Liteboho Mokhesi

Personal information
- Date of birth: 17 May 1985 (age 40)
- Place of birth: Maseru, Lesotho
- Position: Goalkeeper

Team information
- Current team: Matlama FC
- Number: 1

Youth career
- Matlama FC

Senior career*
- Years: Team / Apps / (Gls)
- Matlama FC

International career
- 2014–2016: Lesotho / 3 / (0)

= Liteboho Mokhesi =

Lesotho footballer (born 1985)

Liteboho Mokhesi (born 17 May 1985) is a Mosotho footballer who plays as a goalkeeper.
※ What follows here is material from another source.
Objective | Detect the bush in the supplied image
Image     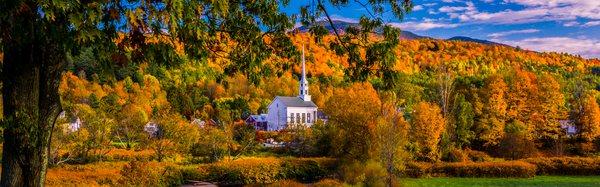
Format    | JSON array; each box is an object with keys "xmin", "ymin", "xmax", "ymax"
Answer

He currently plays Matlama FC. He previously played for the Lesotho national football team, and is still eligible to compete in it.

==Youth==
Primarily, Liteboho started as a midfielder in the youth setup of Matlama FC. At the age of 11, he went to play for FC Likhopo which had just been formed at the time. Even though he was a midfielder, he changed positions to goalkeeper considering the fact that supposing you didn't make the first squad, you were placed in goal. Thereupon, he switched to goalkeeper in those potent circumstances. In his youth, he was in the Lesotho U-12 national team.

==Career==
Preceding the move to Bantu FC in the 2011–2012 Lesotho Premier League, the Maseru native also played for domestic teams NUL Rovers and Matlama FC as goalkeeper.